Carlo Bonomi continua a criticare il governo:

  • Dobbiamo intervenire subito per il rilancio della crescita. Noi entriamo nella crisi pandemica con un Paese che arrivava da una recessione e una stagnazione, nel 2019 eravamo sotto di quattro punti di Pil rispetto alla crisi del 2008, abbiamo un Pil pro capite fermo a 26 anni fa, abbiamo un Paese che è 25 anni che non cresce in produttività. Abbiamo un paese con le sue dinamiche in crisi da parecchio tempo. Gli organismi internazionali stanno dicendo che il Pil italiano sarà in recessione tra il dieci e il dodici per cento, che vuol dire 180 miliardi persi in economia. Se tutti affermano che i duecento miliardi del Recovery fund sono un'occasione storica, beh, noi li abbiamo già bruciati.
  • Passiamo da un giorno all'altro sentendo le parole “stiamo lavorando al piano”, poi chiediamo informazioni e ci dicono che il piano non esiste ancora. Ci dicono “È la summa di una serie di progetti. Abbiamo cinquecento progetti”, poi ogni ministero ha dichiarato che ha tot miliardi a disposizione, chiediamo contezza di questi progetti e poi non li abbiamo. Questo in un quadro di un Paese che non ha mai dimostrato di saper spendere tutte le risorse dei fondi di coesione. Tutti gli anni sappiamo che, rispetto alle somme che l'Europa ci mette a disposizione, noi utilizziamo normalmente il 48 per cento. Se facciamo il conto del piano settennale dell'Europa, il Recovery fund e gli scostamenti delle leggi di bilancio, stiamo parlando più o meno di quattrocento miliardi circa a disposizione dell'Italia: io spero che questo governo sia in grado di tradurre questa massa di intervento così forte dal punto di vista economico in economia reale e non in interventi a sussidio.
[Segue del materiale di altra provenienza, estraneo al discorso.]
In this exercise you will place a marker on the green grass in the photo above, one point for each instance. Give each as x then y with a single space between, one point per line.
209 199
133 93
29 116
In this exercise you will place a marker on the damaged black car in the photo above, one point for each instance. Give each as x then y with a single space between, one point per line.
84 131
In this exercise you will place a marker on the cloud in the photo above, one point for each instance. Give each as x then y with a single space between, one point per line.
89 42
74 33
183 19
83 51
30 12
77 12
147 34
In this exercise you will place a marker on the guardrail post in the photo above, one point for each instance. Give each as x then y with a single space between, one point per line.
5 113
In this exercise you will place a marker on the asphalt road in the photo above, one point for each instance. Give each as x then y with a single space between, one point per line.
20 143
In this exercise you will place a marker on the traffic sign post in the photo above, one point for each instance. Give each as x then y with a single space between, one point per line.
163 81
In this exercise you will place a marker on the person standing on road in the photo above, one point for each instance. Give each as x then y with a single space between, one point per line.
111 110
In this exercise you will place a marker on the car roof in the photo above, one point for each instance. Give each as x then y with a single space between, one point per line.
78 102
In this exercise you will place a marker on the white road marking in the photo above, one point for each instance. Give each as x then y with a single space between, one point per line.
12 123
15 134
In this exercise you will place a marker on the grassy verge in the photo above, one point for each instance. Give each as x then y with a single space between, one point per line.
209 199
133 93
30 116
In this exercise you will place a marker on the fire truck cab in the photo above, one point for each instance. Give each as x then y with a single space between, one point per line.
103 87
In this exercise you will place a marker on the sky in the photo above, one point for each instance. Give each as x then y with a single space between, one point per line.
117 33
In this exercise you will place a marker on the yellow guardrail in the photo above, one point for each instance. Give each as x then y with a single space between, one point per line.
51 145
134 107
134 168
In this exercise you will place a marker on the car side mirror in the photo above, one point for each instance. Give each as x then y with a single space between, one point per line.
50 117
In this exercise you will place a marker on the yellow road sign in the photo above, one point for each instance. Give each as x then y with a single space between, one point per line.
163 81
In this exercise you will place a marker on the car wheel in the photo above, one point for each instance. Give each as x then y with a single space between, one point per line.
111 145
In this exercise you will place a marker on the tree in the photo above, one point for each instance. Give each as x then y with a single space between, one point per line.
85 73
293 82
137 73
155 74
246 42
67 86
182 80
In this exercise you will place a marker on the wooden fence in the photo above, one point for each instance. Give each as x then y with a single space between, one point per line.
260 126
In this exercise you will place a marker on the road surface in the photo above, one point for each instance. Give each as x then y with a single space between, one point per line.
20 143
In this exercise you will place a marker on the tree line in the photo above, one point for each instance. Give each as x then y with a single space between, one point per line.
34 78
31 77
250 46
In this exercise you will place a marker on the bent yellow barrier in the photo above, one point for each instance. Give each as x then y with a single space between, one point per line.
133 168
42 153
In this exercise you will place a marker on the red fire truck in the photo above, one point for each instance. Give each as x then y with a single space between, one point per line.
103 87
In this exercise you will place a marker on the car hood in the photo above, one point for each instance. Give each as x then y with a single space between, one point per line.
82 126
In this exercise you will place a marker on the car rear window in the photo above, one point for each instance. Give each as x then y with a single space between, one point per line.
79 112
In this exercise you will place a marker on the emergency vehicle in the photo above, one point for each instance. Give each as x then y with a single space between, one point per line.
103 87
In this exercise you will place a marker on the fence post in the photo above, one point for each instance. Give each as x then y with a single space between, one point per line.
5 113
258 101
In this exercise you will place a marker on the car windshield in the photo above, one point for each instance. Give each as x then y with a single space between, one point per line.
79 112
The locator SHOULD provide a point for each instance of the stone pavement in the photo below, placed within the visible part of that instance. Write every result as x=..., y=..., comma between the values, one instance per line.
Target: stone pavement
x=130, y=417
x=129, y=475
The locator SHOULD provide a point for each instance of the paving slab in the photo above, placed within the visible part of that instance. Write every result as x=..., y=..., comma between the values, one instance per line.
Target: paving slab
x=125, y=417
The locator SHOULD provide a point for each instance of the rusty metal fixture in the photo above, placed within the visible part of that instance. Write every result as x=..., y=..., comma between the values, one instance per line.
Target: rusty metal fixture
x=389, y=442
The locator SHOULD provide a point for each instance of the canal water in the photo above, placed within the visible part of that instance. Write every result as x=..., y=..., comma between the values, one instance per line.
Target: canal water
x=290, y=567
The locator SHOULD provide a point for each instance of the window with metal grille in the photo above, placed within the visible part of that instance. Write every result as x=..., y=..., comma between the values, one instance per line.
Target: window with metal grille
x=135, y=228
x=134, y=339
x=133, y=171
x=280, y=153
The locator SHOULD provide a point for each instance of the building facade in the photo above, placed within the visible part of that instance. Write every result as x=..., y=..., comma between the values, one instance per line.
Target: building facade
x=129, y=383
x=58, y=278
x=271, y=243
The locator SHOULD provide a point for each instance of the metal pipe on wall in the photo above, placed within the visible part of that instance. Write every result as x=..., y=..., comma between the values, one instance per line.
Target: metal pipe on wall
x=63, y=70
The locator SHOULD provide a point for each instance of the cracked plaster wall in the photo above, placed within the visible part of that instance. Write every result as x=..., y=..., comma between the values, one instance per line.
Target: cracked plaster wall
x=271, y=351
Anche il presidente di Confindustria Lombardia Marco Bonometti ha la sua proposta: "Chiediamo ai governi di destinare maggiori risorse per gli investimenti e per la formazione. È essenziale costruire un modello educativo duale basato sul connubio scuola-industria. Solo così consentiamo alle imprese di impostare e attuare i loro piani di sviluppo garantendo, allo stesso tempo, l'occupabilità per le giovani generazioni".